The Wild did things well enough on the offensive side of the puck, finishing with 36 total shots on net, but unfortunately the other team had the reigning Vezina Trophy winner in Igor Shesterkin in their crease and the shooting talent somewhat dwindled when the comeback was attempted.
In a Twilight Zone, upside-down world sort of way, it was Minnesota’s defense that was the problem in the first of 82 regular season games Thursday, the just appeared to let the Rangers get the better quality of chances and then it just so happened that the ended up scoring way more goals.
A couple Wild players had some things to say on the lack of support in their own zone.
“Not great. Not our best for sure,” Matt Boldy, who scored two of the three Wild goals, said. “I think everyone in this room would give you the same answer, it’s got to be better for sure. Help Flower out more.”
And some put it a little more bluntly. Waving and swatting off the question like it was a flying pest and saying that it will only help with more practice.
“Awful. ... We’ll figure that out tomorrow,” Ryan Hartman said.
While those two could have certainly contributed to allowing more goals than the Wild scored, it wasn’t without their own effort to get the offense going and attempting the comeback. As mentioned, Boldy scored two-thirds of his team’s goals, while Hartman had an average game with four shot attempts and two forcing saves.
But among everyone trying to say that the team needed work, there was the undertone of a full competitive effort, never singling out one player no matter who might have had the poor performance.
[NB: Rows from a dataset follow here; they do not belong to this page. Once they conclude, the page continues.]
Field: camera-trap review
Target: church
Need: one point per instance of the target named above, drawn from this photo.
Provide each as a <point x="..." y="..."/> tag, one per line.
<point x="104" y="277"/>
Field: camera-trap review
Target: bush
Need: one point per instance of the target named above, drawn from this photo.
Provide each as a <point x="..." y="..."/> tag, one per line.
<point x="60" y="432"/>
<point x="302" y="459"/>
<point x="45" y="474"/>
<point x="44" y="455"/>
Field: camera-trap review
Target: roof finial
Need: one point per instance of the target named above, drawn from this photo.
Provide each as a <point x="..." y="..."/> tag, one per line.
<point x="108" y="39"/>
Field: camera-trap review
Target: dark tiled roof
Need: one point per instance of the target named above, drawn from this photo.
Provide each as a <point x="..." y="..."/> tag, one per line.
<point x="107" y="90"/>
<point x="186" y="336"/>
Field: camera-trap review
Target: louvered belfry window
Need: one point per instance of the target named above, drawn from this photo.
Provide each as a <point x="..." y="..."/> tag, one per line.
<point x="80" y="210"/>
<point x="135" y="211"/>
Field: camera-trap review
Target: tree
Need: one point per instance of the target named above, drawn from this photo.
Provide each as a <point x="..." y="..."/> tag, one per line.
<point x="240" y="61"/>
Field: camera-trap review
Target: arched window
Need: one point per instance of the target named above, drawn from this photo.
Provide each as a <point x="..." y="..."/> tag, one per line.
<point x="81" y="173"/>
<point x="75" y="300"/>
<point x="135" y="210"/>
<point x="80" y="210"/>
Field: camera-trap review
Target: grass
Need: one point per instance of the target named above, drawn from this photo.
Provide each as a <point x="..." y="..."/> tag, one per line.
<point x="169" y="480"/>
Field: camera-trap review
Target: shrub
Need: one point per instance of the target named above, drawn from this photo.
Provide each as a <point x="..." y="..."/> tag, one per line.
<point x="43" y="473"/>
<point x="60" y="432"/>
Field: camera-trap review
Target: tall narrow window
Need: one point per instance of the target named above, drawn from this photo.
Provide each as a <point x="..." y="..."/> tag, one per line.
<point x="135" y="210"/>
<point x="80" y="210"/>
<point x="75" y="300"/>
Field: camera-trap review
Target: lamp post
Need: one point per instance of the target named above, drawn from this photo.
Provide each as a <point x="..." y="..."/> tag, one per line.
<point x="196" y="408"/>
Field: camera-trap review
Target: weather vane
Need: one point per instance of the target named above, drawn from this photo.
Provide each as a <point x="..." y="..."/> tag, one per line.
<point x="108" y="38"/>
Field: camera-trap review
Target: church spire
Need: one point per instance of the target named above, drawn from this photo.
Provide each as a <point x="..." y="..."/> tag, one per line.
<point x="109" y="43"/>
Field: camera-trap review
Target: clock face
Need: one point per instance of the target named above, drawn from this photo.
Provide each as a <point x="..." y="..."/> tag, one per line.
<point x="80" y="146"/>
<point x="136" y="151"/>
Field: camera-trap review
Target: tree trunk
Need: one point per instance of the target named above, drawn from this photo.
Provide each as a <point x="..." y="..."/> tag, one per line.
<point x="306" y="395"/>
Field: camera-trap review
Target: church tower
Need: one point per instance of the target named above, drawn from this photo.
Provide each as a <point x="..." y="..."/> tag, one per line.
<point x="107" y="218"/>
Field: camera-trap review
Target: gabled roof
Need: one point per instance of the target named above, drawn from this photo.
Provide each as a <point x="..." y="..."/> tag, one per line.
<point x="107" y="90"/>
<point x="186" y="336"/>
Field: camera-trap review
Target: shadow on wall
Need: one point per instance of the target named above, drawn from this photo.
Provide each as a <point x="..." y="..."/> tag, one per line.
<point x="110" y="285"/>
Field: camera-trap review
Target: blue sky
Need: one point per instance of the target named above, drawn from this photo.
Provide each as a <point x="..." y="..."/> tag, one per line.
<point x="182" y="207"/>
Hell, even the starting goaltender did not blame the ease with how the Rangers offense cut through the zone on the skaters playing in front of him.
“I try to worry about myself, trying to worry about stopping the puck,” Marc-Andre Fleury said after the game. “It doesn’t matter what play comes at me — there were some tough ones, obviously, but to me, I still feel like I should make more saves and give the team a chance.”
The Wild will get their next opportunity to improve defensively in their second game of the season, hosting the Los Angeles Kings on Saturday. At least this time the opponents don’t have an insane amount of offensive tools. They do have a returning Kevin Fiala with most likely a chip on his shoulder.